Critical analysis — strengths, risks and long‑term implications​

• The majority of update failures respond to client‑side repairs (resetting update components, running DISM/SFC, manual SSU+LCU installation). These fixes are well‑documented and allow non‑destructive remediation in most cases.
• Manual package install or in‑place repair using Microsoft’s Media Creation Tool reliably recovers systems where the component store or local payloads are damaged.
• Community reporting and Microsoft Q&A provide real‑world evidence and targeted troubleshooting steps, reducing trial‑and‑error for admins.

• Performing in‑place repairs or re‑creating installation media without a backup carries risk; always back up user data first.
• Disabling security software temporarily to test updates can expose a device if it remains unprotected for long; re‑enable protections immediately after testing.
• If a device was exposed to a suspicious link (the leaders.com.tn / trustgo.top pattern), auto‑repair steps may not remove persistent malware; a full forensic clean or a reinstall from a trusted image may be required.
• Manual installation of SSUs and LCUs must match the device architecture and build precisely; installing the wrong package can itself cause problems.
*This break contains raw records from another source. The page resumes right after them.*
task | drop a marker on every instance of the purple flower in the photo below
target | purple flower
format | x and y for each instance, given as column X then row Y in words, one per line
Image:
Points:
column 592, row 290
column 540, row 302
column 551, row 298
Always confirm package metadata before applying.

• The recurring pattern — distribution or media‑based anomalies that block future updates — underlines the need for admins to validate installation media and to adopt staged deployment and pilot rings for major updates. Where feasible, rely on Microsoft Update Catalog downloads or Windows Update rather than third‑party or legacy ISOs that may include out‑of‑date patch layering. Community archives document instances where older media left devices unable to accept subsequent security rollups until a December cumulative was applied.
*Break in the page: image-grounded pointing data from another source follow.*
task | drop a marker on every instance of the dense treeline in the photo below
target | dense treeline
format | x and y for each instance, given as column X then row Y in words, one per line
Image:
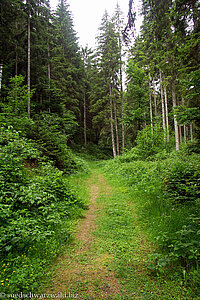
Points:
column 84, row 89
column 137, row 96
Practical remediation checklist (copy‑paste ready)​

• Backup critical data.
• Reboot; ensure >20 GB free on C:.
• Stop third‑party AV; run Windows Update Troubleshooter.
• Verify services: BITS, Windows Update, Cryptographic, App Readiness, TrustedInstaller.
• Reset update components (commands listed above).
• Run DISM /RestoreHealth and sfc /scannow.
• Clean boot and retry update.
• If still failing: download and install SSU then LCU from Microsoft Update Catalog.
• If still failing: perform an in‑place repair with latest Media Creation Tool ISO.
• If you clicked a suspicious link: disconnect, run Defender Offline, run a dedicated anti‑malware scanner, reset browsers, change passwords from a clean device.

Final notes and cautions​

• Cross‑reference package numbers against your exact Windows build before applying fixes; the wrong LCU/SSU can worsen the situation.
• If a device is managed via WSUS or Configuration Manager, coordinate package sequencing and confirm content availability on your update servers before deploying fixes.
• Treat any site calling out to a .top domain from an FCKeditor filemanager endpoint as suspicious; do not click, and run a security sweep if you already did.
• Where a fix requires reinstalling or re‑creating installation media, use the official Microsoft Media Creation Tool and verify ISO checksums where possible.